纪莘又听懵了,不在就不在呗,说这么多其他的做甚?
“那我去他家找他。”纪莘道。
“不用,我去找他,你等着就行。”邱常发作势起身出门。
“邱阿兄,等下。”纪莘叫住邱常发,从腰间荷包中掏出梁家小门钥匙,“也要劳烦你帮我去配一把相同的钥匙。”
邱常发接过钥匙看了看,“没问题,这个简单,等下我一道带回来给你。”
在等待陈氿的时间里,纪莘问清了梁季义出事的雅间,自行前去查看。
房间最里侧的雕花大床周围血迹明显,血腥气未散尽,纪莘走近床柱,片刻后突然感到恶心,冲出了房间。
走廊内各种香气混杂,复杂的气味与鼻腔中残存的血腥气交织,纪莘顿时更恶心了。
纪莘弯下身子扶着墙壁干呕,生生呕出了眼泪,突然一股辛辣之气窜入鼻间,缓解了恶心之感。
陈氿的声音在耳边响起,“把姜放嘴里,含一会儿就好了。”
听出是陈氿的声音,纪莘头都没抬,直接接过姜片塞进口中。
待恶心的感觉彻底过去,纪莘站直身体,取出口中的姜,问陈氿:“你看那里也会恶心吗,所以提前备了姜片?”
“你跑来秾翠阁,不可能不去看案发之地,姜是给你准备的。”陈氿说完,没好意思直视纪莘,倒是抛给了纪莘一个小物件。
纪莘下意识接住,手上是串在一处的两把钥匙,看着一模一样。
“邱阿兄让你给我的?”
“他说你让他帮你配一把钥匙,这是刚做好的。他有别的事,所以让我带给你。”
纪莘把两把钥匙收进荷包,偷来的那把需要尽快还回去,新做的这把她留在手上,之后定然有用得上的时候。
陈氿进了雅间,纪莘跟进去,道:“我方才进来就觉得不对,这间雅间不小,门口到床的距离很远,梁叔仁在门口推了梁季义一把,不可能让梁季义磕到床柱。”
纪莘这话讲得没头没尾,陈氿一时之间没有听懂,“何意?”
纪莘从头解释道:“梁叔仁说,他和梁季义表面要好,但实际上梁季义看不起他,时常出言羞辱。出事那日梁季义又辱骂梁叔仁,梁叔仁要走,梁季义便一路追着骂,梁叔仁走到房门口时,忍无可忍,推了梁季义。”

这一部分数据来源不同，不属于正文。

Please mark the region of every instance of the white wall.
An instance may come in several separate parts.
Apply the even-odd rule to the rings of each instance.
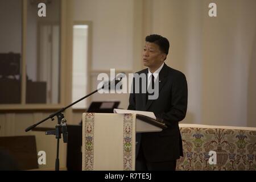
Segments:
[[[74,20],[93,22],[93,70],[133,69],[133,1],[74,1]]]
[[[184,122],[256,126],[252,111],[256,82],[251,67],[256,61],[256,2],[152,2],[151,33],[168,38],[167,63],[187,76]],[[216,18],[208,16],[210,2],[217,4]]]

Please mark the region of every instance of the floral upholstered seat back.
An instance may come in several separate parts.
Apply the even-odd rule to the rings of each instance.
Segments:
[[[256,131],[180,127],[184,157],[177,170],[256,170]],[[216,152],[216,164],[209,153]]]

陈氿点了点头,“根据县衙仵作验尸的结果,梁季义肩膀和脖颈有掐痕,是被人故意磕到床柱上的。所以,要么梁叔仁没有说谎,他也不是真凶,要么他说了谎,是他趁着梁季义酒醉,故意把人磕死的。”
“我觉得他没有说谎。”
“为何?”
“就是一种感觉。”纪莘道,“对了,你有调查梁季义的风评吗,结果如何?”
“他是青楼常客,与他相熟的女子不少,她们都说他风度翩翩,出手阔绰,没人说他会打人。”
“哦,那大约是我想错了吧。”
“不,你没想错。”陈氿道,“我找到了梁家四房常请的郎中,根据他的记录,现在的四夫人和曾经的四夫人都常常受伤,郎中认为是殴打所致,但他不敢多问。甚至,曾经的四夫人是因伤势累积至深,最终回天乏术。”

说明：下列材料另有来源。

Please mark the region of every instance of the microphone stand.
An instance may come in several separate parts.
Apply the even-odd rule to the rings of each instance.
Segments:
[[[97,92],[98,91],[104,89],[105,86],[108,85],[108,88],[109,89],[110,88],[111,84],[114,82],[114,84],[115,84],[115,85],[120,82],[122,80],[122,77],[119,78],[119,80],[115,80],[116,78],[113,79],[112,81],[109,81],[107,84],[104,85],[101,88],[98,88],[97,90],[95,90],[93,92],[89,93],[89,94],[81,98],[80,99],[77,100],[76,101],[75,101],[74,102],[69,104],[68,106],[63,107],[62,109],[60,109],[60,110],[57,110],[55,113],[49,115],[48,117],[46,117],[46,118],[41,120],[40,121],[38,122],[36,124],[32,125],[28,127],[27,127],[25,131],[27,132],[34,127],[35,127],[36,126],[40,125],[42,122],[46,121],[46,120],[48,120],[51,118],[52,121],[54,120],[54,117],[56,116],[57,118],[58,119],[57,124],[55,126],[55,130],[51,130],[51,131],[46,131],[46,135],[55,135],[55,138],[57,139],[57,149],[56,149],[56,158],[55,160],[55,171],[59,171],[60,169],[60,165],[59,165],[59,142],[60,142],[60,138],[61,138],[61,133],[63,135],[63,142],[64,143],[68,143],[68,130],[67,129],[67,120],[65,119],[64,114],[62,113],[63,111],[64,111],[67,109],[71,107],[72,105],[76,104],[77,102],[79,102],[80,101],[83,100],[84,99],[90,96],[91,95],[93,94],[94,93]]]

纪莘惊得张大嘴巴,不断眨眼,许久后才消化下这个信息,“你的意思是,前任四夫人是被活活打死的?”
“是。”
纪莘一瞬间好像失了声,什么都说不出来。
梁季义在外风度翩翩,沉溺声色,对待本该与他最亲近的人,却能做出此等畜生行径。不,他连畜生都不如。
“纪莘,”陈氿的声音格外沉重,“你有没有想过,若梁叔仁真的无辜,最有可能想杀梁季义的,是谁?”
纪莘艰难地开口:“我明白你的意思。”
“纪莘,你能不能和我描述吴月娘的容貌,帮我把她画下来?”
纪莘深深吸气又缓缓呼出,“好。”
陈氿画好吴月娘的画像,把张小五叫了过来,“小五,你拿着画,找每个人问问,看看有没有人在梁季义出事那日见过此人。”
张小五看了一眼画像,“不用问,肯定没有。”
“为何?”
“这是个女的,我们若是看见了女的,肯定会有印象,所以没印象就是没有。我们哪会每日都遇到这种不正常的女的。”张小五说最后一句时,特意瞟了一眼纪莘。

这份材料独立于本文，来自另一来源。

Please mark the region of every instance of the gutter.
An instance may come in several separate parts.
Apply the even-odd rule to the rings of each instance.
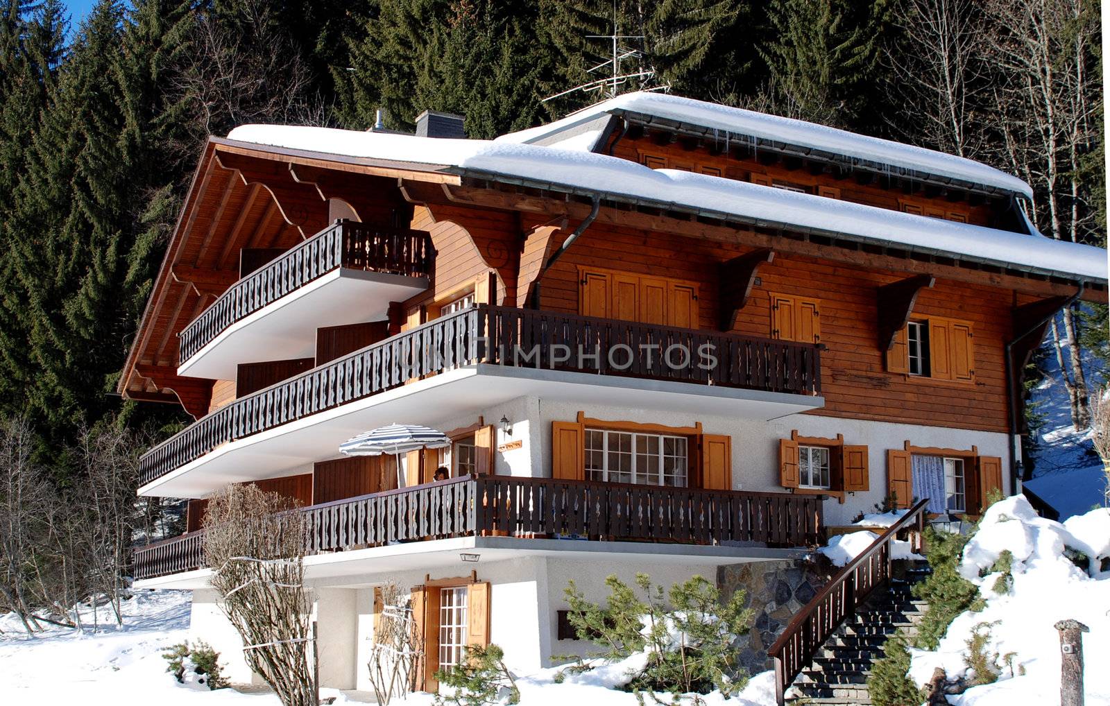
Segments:
[[[1057,309],[1052,313],[1048,314],[1047,316],[1038,321],[1036,324],[1030,326],[1028,331],[1025,331],[1021,334],[1015,336],[1012,341],[1006,344],[1006,355],[1003,356],[1005,357],[1003,363],[1006,364],[1006,389],[1009,391],[1007,396],[1009,401],[1008,406],[1010,413],[1010,431],[1008,434],[1010,442],[1010,476],[1013,480],[1015,491],[1018,491],[1019,483],[1021,483],[1027,478],[1022,477],[1025,475],[1023,464],[1021,463],[1021,461],[1019,461],[1021,456],[1021,450],[1020,447],[1015,446],[1015,442],[1017,441],[1018,437],[1019,420],[1018,420],[1018,401],[1013,394],[1015,375],[1018,374],[1018,371],[1013,370],[1013,363],[1011,362],[1012,361],[1011,352],[1013,350],[1013,345],[1021,339],[1028,336],[1033,331],[1037,331],[1038,329],[1043,326],[1050,319],[1056,316],[1057,312],[1062,311],[1063,309],[1067,309],[1068,306],[1074,304],[1079,300],[1079,297],[1083,295],[1084,290],[1086,290],[1086,284],[1082,281],[1080,281],[1079,289],[1076,290],[1074,294],[1068,297],[1068,301],[1066,301],[1063,304],[1060,305],[1060,309]]]
[[[536,275],[535,286],[532,290],[532,301],[528,302],[528,305],[532,306],[532,309],[539,309],[539,286],[541,286],[541,281],[544,279],[544,275],[547,274],[547,271],[551,270],[552,265],[555,264],[555,262],[563,256],[563,253],[567,251],[571,244],[574,243],[574,241],[578,240],[579,235],[586,232],[586,229],[589,228],[589,224],[594,222],[594,220],[597,218],[597,213],[602,210],[602,196],[599,194],[596,193],[593,194],[592,201],[593,205],[589,209],[589,215],[583,219],[582,223],[578,223],[578,226],[574,229],[574,232],[571,233],[571,236],[567,238],[565,241],[563,241],[563,244],[559,245],[559,249],[556,250],[555,253],[547,259],[547,262],[544,263],[543,270],[541,270],[539,274]]]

陈氿另换了一张纸,提笔重新画下男子装束的吴月娘,画好后问纪莘:“像吗?”
纪莘仔细看过后,道:“眉眼有七、八分像,应该可以。”
陈氿把画像递给张小五,“小五,去问吧。”
“好。”
张小五一手拿着画纸,晃晃悠悠地走出房间,陈氿跟了出来,张小五以为陈氿还有事交代,停下脚步问道:“咋啦?”
陈氿抓住张小五手臂,暗暗用力,“方才在房间里我不方便问,你为何对纪莘那么不友善,你是不是还在记恨她说你记账差?”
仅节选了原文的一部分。